The learning curve for sewing can seem steep at times, especially when you're just getting started. There's so much to know, so many tips and tricks and variations, that it can feel overwhelming. But by breaking it down and mastering skills as you go, you can take your sewing from basic to professional. Here's how to get started!
Take a Class
You don't need to graduate from fashion design school, but don't underestimate the value of a class or two. Even private lessons from an experienced seamstress in your area can have a huge impact on your sewing ability. This is especially true if you work on clothing, because fitting tips and tricks are quite difficult to learn from a tutorial or reference book.

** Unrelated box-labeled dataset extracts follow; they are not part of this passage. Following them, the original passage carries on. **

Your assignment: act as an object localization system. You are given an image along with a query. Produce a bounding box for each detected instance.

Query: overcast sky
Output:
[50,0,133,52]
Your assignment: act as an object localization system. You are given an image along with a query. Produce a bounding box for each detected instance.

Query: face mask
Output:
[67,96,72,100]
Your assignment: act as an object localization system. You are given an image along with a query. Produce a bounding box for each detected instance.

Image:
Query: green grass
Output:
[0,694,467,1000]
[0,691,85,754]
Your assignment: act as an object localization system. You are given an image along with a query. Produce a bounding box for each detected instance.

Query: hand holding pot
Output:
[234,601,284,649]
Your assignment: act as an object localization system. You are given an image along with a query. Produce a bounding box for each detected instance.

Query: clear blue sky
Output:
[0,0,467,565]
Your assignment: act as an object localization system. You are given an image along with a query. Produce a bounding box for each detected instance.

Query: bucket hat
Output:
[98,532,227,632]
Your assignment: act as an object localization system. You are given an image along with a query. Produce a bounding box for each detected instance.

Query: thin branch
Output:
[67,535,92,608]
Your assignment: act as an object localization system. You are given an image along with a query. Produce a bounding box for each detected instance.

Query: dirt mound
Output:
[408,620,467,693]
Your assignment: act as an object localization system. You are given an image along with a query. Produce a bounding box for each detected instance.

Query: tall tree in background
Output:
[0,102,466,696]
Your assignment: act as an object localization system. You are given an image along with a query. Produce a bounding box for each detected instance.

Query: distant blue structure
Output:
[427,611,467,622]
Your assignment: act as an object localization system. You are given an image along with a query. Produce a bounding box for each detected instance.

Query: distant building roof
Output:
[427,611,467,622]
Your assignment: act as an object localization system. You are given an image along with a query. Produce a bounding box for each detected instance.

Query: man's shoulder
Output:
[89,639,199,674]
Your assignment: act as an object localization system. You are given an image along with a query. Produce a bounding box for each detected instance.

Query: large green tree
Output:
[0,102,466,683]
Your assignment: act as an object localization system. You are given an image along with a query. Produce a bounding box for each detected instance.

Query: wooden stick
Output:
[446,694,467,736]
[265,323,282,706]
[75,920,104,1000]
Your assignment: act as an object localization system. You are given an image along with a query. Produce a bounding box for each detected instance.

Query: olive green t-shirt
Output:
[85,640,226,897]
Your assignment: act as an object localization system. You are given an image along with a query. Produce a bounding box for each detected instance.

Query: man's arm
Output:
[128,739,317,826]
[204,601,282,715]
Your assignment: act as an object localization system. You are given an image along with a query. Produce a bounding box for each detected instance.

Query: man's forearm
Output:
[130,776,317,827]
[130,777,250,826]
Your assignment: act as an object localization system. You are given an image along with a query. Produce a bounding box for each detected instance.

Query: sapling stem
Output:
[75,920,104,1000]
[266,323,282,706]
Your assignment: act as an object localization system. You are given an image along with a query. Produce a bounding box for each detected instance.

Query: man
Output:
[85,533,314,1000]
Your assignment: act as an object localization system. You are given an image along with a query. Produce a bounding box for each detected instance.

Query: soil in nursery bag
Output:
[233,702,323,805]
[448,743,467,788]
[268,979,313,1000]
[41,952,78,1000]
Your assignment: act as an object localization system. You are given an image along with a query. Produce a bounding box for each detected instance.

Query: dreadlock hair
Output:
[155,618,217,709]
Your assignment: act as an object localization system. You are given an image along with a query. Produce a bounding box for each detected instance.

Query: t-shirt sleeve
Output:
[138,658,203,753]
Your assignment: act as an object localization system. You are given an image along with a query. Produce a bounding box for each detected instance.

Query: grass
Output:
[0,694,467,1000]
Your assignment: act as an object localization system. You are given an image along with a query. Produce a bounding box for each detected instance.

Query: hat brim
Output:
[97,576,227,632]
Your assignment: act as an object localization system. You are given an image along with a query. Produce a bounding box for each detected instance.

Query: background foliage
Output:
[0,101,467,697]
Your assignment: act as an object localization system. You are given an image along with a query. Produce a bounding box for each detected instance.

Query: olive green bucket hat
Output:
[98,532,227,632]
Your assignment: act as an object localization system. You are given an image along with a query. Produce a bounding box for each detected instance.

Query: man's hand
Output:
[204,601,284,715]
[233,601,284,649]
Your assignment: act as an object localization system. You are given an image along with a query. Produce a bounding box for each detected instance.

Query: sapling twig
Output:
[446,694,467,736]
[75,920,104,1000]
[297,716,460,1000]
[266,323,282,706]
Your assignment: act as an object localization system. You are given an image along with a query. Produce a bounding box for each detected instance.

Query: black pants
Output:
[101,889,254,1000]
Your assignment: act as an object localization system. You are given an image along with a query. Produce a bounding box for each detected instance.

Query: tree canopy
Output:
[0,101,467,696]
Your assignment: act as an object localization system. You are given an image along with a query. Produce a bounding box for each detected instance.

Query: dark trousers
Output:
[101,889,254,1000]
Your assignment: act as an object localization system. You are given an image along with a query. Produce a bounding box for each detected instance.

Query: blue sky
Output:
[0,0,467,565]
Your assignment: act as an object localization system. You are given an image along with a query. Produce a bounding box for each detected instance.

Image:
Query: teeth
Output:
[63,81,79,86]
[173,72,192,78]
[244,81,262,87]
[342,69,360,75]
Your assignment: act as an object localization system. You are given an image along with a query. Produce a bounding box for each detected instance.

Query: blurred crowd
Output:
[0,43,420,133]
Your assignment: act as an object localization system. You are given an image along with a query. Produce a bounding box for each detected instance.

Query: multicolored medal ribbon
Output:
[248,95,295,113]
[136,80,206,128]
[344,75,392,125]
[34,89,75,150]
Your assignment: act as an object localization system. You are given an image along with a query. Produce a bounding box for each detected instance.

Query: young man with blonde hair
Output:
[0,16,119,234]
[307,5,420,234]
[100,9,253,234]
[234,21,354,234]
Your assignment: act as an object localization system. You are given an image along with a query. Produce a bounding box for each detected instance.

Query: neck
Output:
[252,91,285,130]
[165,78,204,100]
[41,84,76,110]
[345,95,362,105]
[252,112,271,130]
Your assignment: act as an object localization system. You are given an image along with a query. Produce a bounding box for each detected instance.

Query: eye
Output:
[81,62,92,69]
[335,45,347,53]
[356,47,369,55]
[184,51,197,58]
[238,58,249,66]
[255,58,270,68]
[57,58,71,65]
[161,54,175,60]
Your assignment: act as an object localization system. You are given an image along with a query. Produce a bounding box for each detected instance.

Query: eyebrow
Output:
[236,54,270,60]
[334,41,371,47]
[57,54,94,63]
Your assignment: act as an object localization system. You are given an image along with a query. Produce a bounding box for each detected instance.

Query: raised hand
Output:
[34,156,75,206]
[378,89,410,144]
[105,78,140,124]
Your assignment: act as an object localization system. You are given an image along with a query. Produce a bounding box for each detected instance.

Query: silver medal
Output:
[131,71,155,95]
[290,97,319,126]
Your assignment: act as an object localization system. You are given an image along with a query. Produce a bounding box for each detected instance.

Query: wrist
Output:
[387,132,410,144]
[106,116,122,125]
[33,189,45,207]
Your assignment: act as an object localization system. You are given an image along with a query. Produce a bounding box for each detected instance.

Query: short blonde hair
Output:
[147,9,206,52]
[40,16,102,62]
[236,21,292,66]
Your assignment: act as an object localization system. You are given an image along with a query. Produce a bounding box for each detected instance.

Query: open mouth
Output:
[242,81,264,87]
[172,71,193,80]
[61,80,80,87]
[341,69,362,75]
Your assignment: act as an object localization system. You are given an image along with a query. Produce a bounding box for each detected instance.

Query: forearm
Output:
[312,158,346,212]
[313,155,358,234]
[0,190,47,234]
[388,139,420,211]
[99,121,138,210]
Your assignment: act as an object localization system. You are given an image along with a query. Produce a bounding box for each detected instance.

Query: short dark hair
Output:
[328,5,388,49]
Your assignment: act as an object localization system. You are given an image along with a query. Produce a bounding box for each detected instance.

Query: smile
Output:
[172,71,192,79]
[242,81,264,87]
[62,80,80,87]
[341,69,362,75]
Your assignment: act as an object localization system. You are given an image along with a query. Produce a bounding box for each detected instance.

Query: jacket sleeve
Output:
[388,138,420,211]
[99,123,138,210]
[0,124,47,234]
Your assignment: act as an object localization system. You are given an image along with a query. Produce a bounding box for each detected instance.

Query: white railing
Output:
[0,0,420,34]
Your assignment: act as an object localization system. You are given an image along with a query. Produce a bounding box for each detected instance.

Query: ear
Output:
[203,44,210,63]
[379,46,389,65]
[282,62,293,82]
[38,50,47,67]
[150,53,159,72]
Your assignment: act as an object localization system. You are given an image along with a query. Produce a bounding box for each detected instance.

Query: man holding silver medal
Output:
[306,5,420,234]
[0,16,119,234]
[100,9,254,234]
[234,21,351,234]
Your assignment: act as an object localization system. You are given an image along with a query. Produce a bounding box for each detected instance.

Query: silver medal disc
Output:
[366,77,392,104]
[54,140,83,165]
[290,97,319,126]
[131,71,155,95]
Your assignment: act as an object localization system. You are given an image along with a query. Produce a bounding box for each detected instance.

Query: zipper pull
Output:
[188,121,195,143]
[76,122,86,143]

When selecting a class, choose something that's at the appropriate level for your current skills—you want a challenge, but not something that's going to be too frustrating. Check with local colleges to see if they offer classes you can observe, or sewing stores that offer instruction of their own. In a pinch, you can try online classes, though, whenever possible, try to be in the same room as your instructors.
- Learn from the Pros
You'd be shocked by how much you can learn by taking apart well-made garments, or even just looking at how they're made. The next time you go clothes shopping, look for the little details that make for a professional finish, like types of linings, placement of boning, interfacing, and padding, and decorative finishes. Take a look at the clothes in your closet that fit you best and work out what makes them so flattering. Just be sure that you're modeling your own work on high-quality garments!
- Use Quality Equipment
While highly skilled sewists can get good results from mediocre equipment, it does make trying to learn and improve your skills that much harder. If you're serious about taking your sewing to the next level, you need to invest in equipment that matches. You don't need the fanciest or most expensive machines on the market, but you do need sturdy, reliable equipment that will give you consistent results.
- Sew for Someone Else
It's one thing to be able to whip up a blouse or skirt that fits you perfectly whenever you want, but you're limiting yourself if you don't learn to sew for different body types and aesthetic tastes. Start with friends and family—people who are willing to be patient as you learn. Practice fitting clothes for a whole range of shapes and sizes, and learn to identify what your customers find most flattering so you can create clothes that wow.
Finish Your Edges
This tip seems basic, but it's one of the major hallmarks that sets professional sewing apart. Finishing all the edges of your projects, even those that aren't immediately visible, gives an immediately noticeable polish to the finished piece. It also helps to limit wear and tear, since there aren't any loose edges that can fray.
Know Your Fabrics
A huge part of being a skilled sewist is knowing how different fabrics behave and how to manipulate those natural properties. Spend some quality time at a fabric store, the bigger the better, and learn what different materials look and feel like. Learn the difference between expensive material and cheap stuff better suited to making practices projects. Experiment by making up the same project with different material and see how the different fabrics affect the final look, as well as the changes you need to make to your equipment settings to sew it properly.
- Talk the Talk
It's tough to ask for help if you're not sure what you need. Learn the different parts of a garment, and how they go together. Learn to read sewing patterns, and, more importantly, to understand them. Brush up on all the sewing terms you can find. It will make it easier when you're studying on your own, or in classes, and allow you to understand the process more fully. Plus, it's can be a bit of an ego boost when you can at least talk like a couture sewist, even if your skills haven't quite caught up yet.
- Learn to Sew by Hand
Wait a minute. Didn't we just say to go splurge on some good equipment? Well, yes, you'll definitely need that, but never underestimate the power of a few well-placed hand stitches. There's a reason couture fashion is almost entirely hand made. You can't beat the finesse and control, and it really gives you a fantastic appreciation for accuracy (and speed!) once you switch back to your machine. Learn all the basic hand sewing stitches, plus a few decorative ones for embellishment, just in case.
- Dedicate the Time
How fast do you learn when you're distracted? If you're serious about sewing, make sure that you set aside time to work when you're focused on what you're doing. Sewing while your attention is divided leads to mistakes and frustration, and it can be hard to tell what's an issue with your skills that needs to be addressed and what was simply a mistake.
- Practice, Practice, Practice
It's not the most fun, or the most glamorous, but it's definitely the best way to improve your skills. Sew a lot. Sew different things. Sew the same things, but in different ways. Experiment. Make mistakes. Try again. Keep notes as you go to help you remember the lessons from all those...er...teachable moments, when everything seems to go completely wrong for no apparent reason. All you have to do is stick with it and keep trying, and before long, you'll be sewing like a pro!